Unix name and tag line

Technology and the Church

Earlier today, October 25, 2019, a former colleague of mine sent a e-mail to a group of people who used to work at AT&T Bell Laboratories. He noted that the Unix operating system turned 50 years old this month. This operating system, more than any other advance in computer science since John Von Neumann invented the stored program computer in the 1940s, has defined modern computing.

This friend went on to describe, not the operating system, but the people with whom we worked, and supervisors who allowed us to push the limits of our job assignments. One of our division heads wrote a book, The Slingshot Syndrome ( https://www.amazon.com/Slingshot-Syndrome-Americas-Technology-Innovation/dp/0595208134), which discusses many of the advancements our division at Bell Labs invented. But he, too, discusses people rather than the technology.

Why is this 50 year milestone important? If it was not for the Unix operating system which inspired the Linux operating system, we wouldn’t have this church website. I could not afford the hardware or software to run the site. But because of the Unix operating system and its offspring, I can use Open Source tools to bring you sermons, news of the congregation, and even these simple musings. The computer on which this site is running cost under $45, and the software is free. That is quite a legacy.

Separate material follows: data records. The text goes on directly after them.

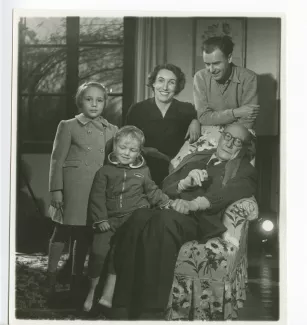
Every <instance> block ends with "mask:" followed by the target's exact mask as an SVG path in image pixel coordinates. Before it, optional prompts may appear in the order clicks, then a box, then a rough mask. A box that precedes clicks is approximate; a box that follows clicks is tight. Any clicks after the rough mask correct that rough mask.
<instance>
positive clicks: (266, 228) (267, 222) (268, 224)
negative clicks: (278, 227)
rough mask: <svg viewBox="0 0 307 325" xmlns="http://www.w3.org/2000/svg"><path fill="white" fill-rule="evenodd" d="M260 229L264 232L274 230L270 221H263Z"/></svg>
mask: <svg viewBox="0 0 307 325" xmlns="http://www.w3.org/2000/svg"><path fill="white" fill-rule="evenodd" d="M261 227H262V229H263V230H264V231H266V232H270V231H272V230H273V229H274V223H273V222H272V221H271V220H265V221H263V223H262V225H261Z"/></svg>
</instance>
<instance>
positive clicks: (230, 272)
mask: <svg viewBox="0 0 307 325" xmlns="http://www.w3.org/2000/svg"><path fill="white" fill-rule="evenodd" d="M202 133H203V136H202V137H201V138H200V139H199V140H198V141H197V143H196V144H192V145H187V144H185V145H184V146H183V147H182V150H180V152H179V153H178V155H177V156H176V157H175V158H174V160H173V161H172V164H173V167H176V166H177V165H178V164H179V162H180V161H181V160H182V158H183V157H184V156H185V155H186V154H189V153H191V152H193V151H195V150H203V149H212V148H214V147H216V145H217V142H218V138H216V136H217V137H218V136H219V134H220V133H219V129H218V128H217V127H211V128H209V130H208V128H207V129H206V130H203V132H202ZM208 136H209V138H208ZM257 218H258V206H257V202H256V200H255V199H254V198H248V199H242V200H239V201H237V202H235V203H233V204H232V205H230V206H229V207H228V208H227V209H226V211H225V213H224V219H223V222H224V225H225V226H226V227H227V231H226V233H227V234H226V233H224V234H223V236H222V238H212V239H210V240H209V241H208V242H206V243H205V244H199V243H198V242H197V241H196V240H194V241H191V242H188V243H186V244H184V245H183V246H182V247H181V250H180V252H179V256H178V259H177V263H176V267H175V273H174V281H173V285H172V289H171V292H170V298H169V302H168V306H167V311H166V317H165V318H166V319H167V320H231V319H236V318H237V313H238V309H239V308H242V307H243V303H244V301H245V299H246V283H247V234H248V226H249V222H250V221H252V220H255V219H257ZM224 238H235V239H237V241H238V242H239V245H237V246H235V245H234V244H232V243H230V241H226V240H225V239H224ZM232 242H233V241H232Z"/></svg>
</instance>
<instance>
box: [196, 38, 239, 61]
mask: <svg viewBox="0 0 307 325" xmlns="http://www.w3.org/2000/svg"><path fill="white" fill-rule="evenodd" d="M233 47H234V43H233V41H232V40H231V38H230V37H229V36H214V37H210V38H208V39H207V40H205V41H204V42H203V45H202V51H203V52H206V53H207V54H210V53H212V52H213V51H214V50H216V49H220V50H221V51H222V52H223V54H224V55H225V57H228V56H229V54H231V53H232V52H233Z"/></svg>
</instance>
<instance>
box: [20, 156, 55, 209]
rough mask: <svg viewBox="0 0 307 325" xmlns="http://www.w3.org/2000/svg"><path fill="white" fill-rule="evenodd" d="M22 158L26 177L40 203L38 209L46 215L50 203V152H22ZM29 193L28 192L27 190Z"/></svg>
mask: <svg viewBox="0 0 307 325" xmlns="http://www.w3.org/2000/svg"><path fill="white" fill-rule="evenodd" d="M22 159H23V161H24V162H25V164H26V166H27V178H28V181H29V183H30V186H31V188H32V191H33V193H34V195H35V198H36V199H37V201H38V202H40V203H42V204H40V210H41V212H42V213H43V214H45V215H47V211H48V206H49V203H50V195H49V191H48V177H49V175H48V174H49V163H50V154H23V155H22ZM27 193H28V194H29V192H28V191H27Z"/></svg>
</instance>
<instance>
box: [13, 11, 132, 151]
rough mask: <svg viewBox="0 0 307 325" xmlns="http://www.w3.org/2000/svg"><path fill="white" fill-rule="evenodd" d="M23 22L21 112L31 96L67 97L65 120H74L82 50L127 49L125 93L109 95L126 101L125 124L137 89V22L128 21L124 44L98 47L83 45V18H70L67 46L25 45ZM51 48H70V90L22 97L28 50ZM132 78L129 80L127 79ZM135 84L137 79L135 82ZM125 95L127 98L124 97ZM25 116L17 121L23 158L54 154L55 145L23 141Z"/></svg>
mask: <svg viewBox="0 0 307 325" xmlns="http://www.w3.org/2000/svg"><path fill="white" fill-rule="evenodd" d="M23 19H26V18H21V19H20V22H19V45H18V85H17V87H18V98H17V109H18V111H19V113H20V107H21V106H20V104H21V100H22V98H23V97H30V96H58V97H60V96H64V97H66V109H65V118H66V119H69V118H73V117H74V116H75V115H76V114H78V111H77V107H76V105H75V101H74V96H75V93H76V90H77V88H78V81H79V49H80V48H81V47H91V48H116V47H122V48H123V52H124V55H123V91H122V92H117V93H113V92H112V93H109V94H108V95H109V96H110V97H119V96H121V97H122V120H124V117H125V115H126V113H127V109H128V106H130V105H131V101H132V98H133V90H134V85H133V82H131V77H132V78H133V76H134V40H135V36H134V35H135V33H134V32H135V19H134V18H132V17H124V41H123V44H96V43H92V42H91V43H82V42H79V31H80V17H79V16H78V17H77V16H76V17H73V16H70V17H68V16H67V17H66V44H24V40H23V38H22V35H21V27H22V26H21V24H22V23H23ZM39 47H40V48H48V47H53V48H56V47H59V48H66V89H65V92H63V93H50V92H48V93H41V92H40V93H37V94H36V93H33V94H32V93H22V91H21V90H22V87H21V86H22V85H21V82H22V53H23V50H24V49H25V48H39ZM127 75H129V77H128V76H127ZM132 80H133V79H132ZM124 93H125V96H124ZM20 115H21V114H18V117H17V119H18V121H17V123H18V124H17V126H18V127H17V139H18V151H19V152H20V153H21V154H23V153H27V154H31V153H51V151H52V145H53V140H52V141H28V140H27V141H25V140H24V139H22V138H21V137H22V134H21V130H22V128H21V126H22V121H21V118H20Z"/></svg>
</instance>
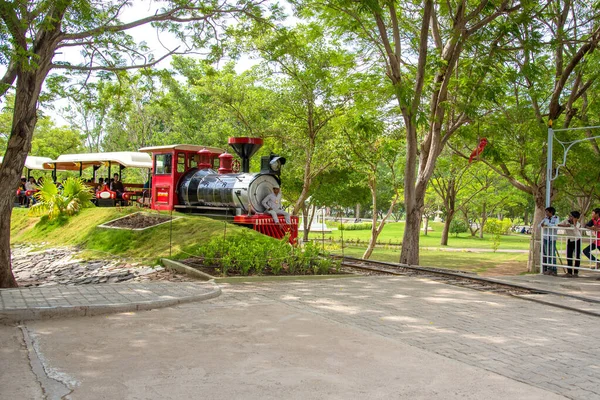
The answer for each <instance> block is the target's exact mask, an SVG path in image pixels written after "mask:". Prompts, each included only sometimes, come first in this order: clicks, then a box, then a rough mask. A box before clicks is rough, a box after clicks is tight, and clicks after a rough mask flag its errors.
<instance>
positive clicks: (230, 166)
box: [140, 137, 298, 242]
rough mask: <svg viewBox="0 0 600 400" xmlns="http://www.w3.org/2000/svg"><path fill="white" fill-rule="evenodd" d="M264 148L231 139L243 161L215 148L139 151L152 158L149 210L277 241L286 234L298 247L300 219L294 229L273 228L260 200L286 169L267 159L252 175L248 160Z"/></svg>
mask: <svg viewBox="0 0 600 400" xmlns="http://www.w3.org/2000/svg"><path fill="white" fill-rule="evenodd" d="M262 143H263V142H262V139H260V138H248V137H236V138H230V139H229V145H230V146H231V147H232V148H233V149H234V151H235V152H236V153H237V155H238V156H239V157H240V160H241V162H236V161H237V160H235V161H234V157H233V155H231V154H229V153H227V152H226V151H224V150H222V149H219V148H213V147H204V146H196V145H170V146H157V147H146V148H142V149H140V151H141V152H146V153H151V155H152V184H151V191H152V193H151V196H150V197H151V200H150V205H151V208H152V209H154V210H176V211H182V212H192V213H199V214H204V215H207V216H211V217H220V218H227V219H230V220H232V221H233V222H234V223H235V224H239V225H245V226H248V227H251V228H252V229H254V230H256V231H258V232H261V233H263V234H266V235H268V236H272V237H275V238H278V239H281V238H283V237H284V236H285V235H286V234H287V235H289V237H290V242H295V241H296V239H297V237H298V218H297V217H295V216H292V217H291V222H292V223H291V224H290V225H287V224H285V221H284V220H283V217H280V218H281V220H280V224H275V223H274V221H273V219H272V217H271V216H270V215H269V214H262V212H263V211H264V207H263V205H262V204H261V203H262V200H263V199H264V198H265V197H266V196H267V195H269V194H270V193H271V192H272V190H273V187H275V186H279V185H280V183H281V180H280V173H281V167H282V166H283V165H284V164H285V158H283V157H279V156H277V155H270V156H263V157H262V158H261V169H260V172H258V173H250V158H251V157H252V156H253V155H254V154H255V153H256V152H257V151H258V149H259V148H260V147H261V146H262ZM240 167H241V168H240Z"/></svg>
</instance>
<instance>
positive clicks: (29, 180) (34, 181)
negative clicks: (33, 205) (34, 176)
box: [25, 176, 38, 205]
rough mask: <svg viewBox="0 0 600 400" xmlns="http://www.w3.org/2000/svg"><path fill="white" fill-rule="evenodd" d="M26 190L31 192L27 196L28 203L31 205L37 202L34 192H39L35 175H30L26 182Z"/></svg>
mask: <svg viewBox="0 0 600 400" xmlns="http://www.w3.org/2000/svg"><path fill="white" fill-rule="evenodd" d="M25 190H27V191H29V192H30V193H31V195H29V196H27V200H28V204H29V205H33V204H35V203H36V201H35V196H34V195H33V192H37V190H38V186H37V184H36V183H35V178H34V177H33V176H30V177H29V182H27V183H26V184H25Z"/></svg>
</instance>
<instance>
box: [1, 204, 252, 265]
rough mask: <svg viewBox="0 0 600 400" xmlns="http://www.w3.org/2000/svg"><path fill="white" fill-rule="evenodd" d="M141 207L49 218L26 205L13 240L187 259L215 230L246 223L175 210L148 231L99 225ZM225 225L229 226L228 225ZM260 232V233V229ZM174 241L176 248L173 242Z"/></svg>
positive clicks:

That which we were doing in the 1980s at Bell Labs is now showing up in the marketplace. We pioneered e-commerce, we pioneered data communications, we pioneered networking. Where we didn’t invent a concept, we did improve upon it. Our ideas are now part of education, commerce, and communications.

The sermons that you read on this site were produced using Unix tools, word processing and document formatting programs which date from the early 1970s. Unlike the commercial word processing programs, which change or disappear leaving orphaned files which cannot be opened by existing programs, I can go back to papers and articles I wrote a quarter century ago to determine just how my sermon writing skills have changed.

Consider, in the past 27 years churches all over the world have been able to share the good news of salvation by grace through faith for the sake of Christ. (Tim Berners-Lee at the CERN laboratory in Europe invented the concept of the World Wide Web in 1992, the mechanism we use for most of our transactions on the Internet.) Technology is being used to bring sermons to shut-ins, to offer Bible study tools to everyone which were formerly available to very few, and to enable education or Bible studies across many miles.

We do thank God for giving us the intelligence to devise new technologies which help us to better communicate the Gospel. We pray that those who would pervert the inventions of mankind for evil be thwarted, and that good will prevail. More importantly, we thank Him for allowing us to proclaim what Christ has done, redeeming us by His precious blood, using every means of communication.